Fast jede vierte Offiziers-Stelle ist vakant. Der Präsident der Offiziersgesellschaft warnt vor einem «Grounding der Armee».

Legende: Video Auslaufsmodell Offizier abspielen. Laufzeit 09:39 Minuten.
Aus Rundschau vom 10.10.2018.
Schuhe auf rotem Teppich.
Legende: Die Schweizer Armee hat laut der Offiziersgesellschaft ein Kaderproblem. Keystone

Die Armeereform läuft seit Anfang Jahr. Und bereits zeigt sich, dass sie in einem wichtigen Punkt unter Druck gerät: beim Offiziersnachwuchs. Bis zur Stufe Zugführer lassen sich junge Schweizer offenbar noch einigermassen motivieren. Das ist aber die unterste Offiziersstufe. Beim nächsthöheren Rang, dem militärisch so wichtigen Hauptmann, hapert es.

Der Kommandant einer Panzerkompanie schreibt in der Schweizerischen Armeezeitschrift, dass es trotz des hervorragenden Korpsgeistes «nahezu unmöglich» sei, jemanden für die Stufe Hauptmann zu finden. Die Armeeführung habe es klar verpasst, «das Weitermachen auf höherer Stufe attraktiver zu machen».

Jede vierte Position vakant

Für Stefan Holenstein, Präsident der Schweizerischen Offiziersgesellschaft, gehören die Hauptleute zu den wichtigsten Elementen der Armee: «Sie stellen die Kommandanten und Stabsoffiziere. Die Armee braucht sie, um die Führungsfähigkeit der Einheiten sicherzustellen. Wenn diese fehlen, können wir den Einsatz vergessen.»

Seit 2005 weist die Armee einen ernsthaften Unterbestand an Hauptleuten und Stabsoffizieren aus. Obwohl der Mangel schon lange bekannt ist, konnte die Führung das Ruder offenbar nicht herumreissen. Neue Zahlen, die sich auf offizielle Angaben der Armee stützen, zeigen: Per 1. Juni konnten 674 Positionen auf Stufe Hauptmann nicht besetzt werden. Damit ist fast jede vierte Position vakant.

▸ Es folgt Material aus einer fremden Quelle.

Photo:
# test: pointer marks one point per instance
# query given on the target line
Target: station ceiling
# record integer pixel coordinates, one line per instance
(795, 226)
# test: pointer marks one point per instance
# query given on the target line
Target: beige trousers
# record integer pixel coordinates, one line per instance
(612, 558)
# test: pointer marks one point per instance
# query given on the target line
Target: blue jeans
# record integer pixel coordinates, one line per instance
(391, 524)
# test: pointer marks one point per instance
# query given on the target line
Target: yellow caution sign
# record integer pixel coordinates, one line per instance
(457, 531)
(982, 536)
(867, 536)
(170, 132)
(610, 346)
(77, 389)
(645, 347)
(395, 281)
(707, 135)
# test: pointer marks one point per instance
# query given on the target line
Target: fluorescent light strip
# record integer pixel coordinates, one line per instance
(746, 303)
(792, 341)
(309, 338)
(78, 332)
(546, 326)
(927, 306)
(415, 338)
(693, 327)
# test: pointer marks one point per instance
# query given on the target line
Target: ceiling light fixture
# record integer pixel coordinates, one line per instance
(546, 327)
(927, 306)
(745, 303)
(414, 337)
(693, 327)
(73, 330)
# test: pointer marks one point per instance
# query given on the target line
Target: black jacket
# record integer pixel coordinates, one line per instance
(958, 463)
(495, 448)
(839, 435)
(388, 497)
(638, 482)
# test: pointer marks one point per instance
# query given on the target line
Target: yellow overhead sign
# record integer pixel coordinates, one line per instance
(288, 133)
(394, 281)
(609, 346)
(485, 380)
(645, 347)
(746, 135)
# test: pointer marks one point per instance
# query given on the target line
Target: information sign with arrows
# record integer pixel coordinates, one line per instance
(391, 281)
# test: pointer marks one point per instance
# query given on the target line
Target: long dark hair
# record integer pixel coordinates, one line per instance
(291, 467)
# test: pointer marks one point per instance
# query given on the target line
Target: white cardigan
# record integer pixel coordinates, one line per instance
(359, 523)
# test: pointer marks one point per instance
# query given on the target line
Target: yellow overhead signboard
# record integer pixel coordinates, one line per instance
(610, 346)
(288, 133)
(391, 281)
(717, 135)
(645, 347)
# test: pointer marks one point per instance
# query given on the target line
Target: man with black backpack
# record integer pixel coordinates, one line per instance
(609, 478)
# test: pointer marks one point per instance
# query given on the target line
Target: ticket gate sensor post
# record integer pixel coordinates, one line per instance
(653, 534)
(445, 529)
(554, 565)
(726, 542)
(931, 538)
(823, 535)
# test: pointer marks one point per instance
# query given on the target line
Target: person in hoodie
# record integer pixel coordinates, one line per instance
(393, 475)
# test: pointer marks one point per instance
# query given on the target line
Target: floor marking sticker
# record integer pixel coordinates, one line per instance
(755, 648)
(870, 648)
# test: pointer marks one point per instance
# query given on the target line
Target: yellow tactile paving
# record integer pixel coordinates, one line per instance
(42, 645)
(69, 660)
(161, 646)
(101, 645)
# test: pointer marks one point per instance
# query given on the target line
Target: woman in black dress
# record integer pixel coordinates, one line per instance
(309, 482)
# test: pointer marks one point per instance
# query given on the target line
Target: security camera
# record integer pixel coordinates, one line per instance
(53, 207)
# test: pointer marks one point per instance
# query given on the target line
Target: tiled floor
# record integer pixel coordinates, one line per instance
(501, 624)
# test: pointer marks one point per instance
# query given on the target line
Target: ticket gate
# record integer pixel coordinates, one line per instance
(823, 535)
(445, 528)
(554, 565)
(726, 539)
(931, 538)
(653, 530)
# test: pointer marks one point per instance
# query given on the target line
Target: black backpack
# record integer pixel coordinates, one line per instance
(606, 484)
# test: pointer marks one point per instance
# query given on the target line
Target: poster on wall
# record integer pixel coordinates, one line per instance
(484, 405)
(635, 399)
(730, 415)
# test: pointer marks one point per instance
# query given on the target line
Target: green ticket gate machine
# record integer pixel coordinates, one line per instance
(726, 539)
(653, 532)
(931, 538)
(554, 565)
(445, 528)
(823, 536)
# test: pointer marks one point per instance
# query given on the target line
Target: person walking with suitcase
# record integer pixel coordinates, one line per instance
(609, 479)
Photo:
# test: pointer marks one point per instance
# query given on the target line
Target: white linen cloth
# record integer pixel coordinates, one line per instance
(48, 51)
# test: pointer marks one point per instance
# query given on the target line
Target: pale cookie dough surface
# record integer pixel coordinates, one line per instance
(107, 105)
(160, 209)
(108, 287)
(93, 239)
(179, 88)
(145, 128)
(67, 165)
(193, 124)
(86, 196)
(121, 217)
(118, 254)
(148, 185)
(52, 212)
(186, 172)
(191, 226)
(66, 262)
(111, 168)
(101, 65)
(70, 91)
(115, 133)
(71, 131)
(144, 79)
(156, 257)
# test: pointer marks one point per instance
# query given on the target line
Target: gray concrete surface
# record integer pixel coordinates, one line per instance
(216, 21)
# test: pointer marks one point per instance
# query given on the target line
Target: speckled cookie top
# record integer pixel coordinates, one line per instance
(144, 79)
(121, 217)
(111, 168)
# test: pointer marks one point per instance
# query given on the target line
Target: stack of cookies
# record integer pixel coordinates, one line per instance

Die Vakanzen bestehen, obwohl die Armee mit der Reform den Sollbestand stark gesenkt hat (auf 2895 Hauptleute) und heute auf dem Papier sogar einen Überbestand verzeichnet. Offenbar sind aber gewisse Funktionen übervertreten, andere untervertreten. Ein Armeesprecher erklärt dies als Effekt der laufenden Reform, der sich «mittels natürlicher Fluktuationen und gezielter Steuerungsmassnahmen» einpendeln werde.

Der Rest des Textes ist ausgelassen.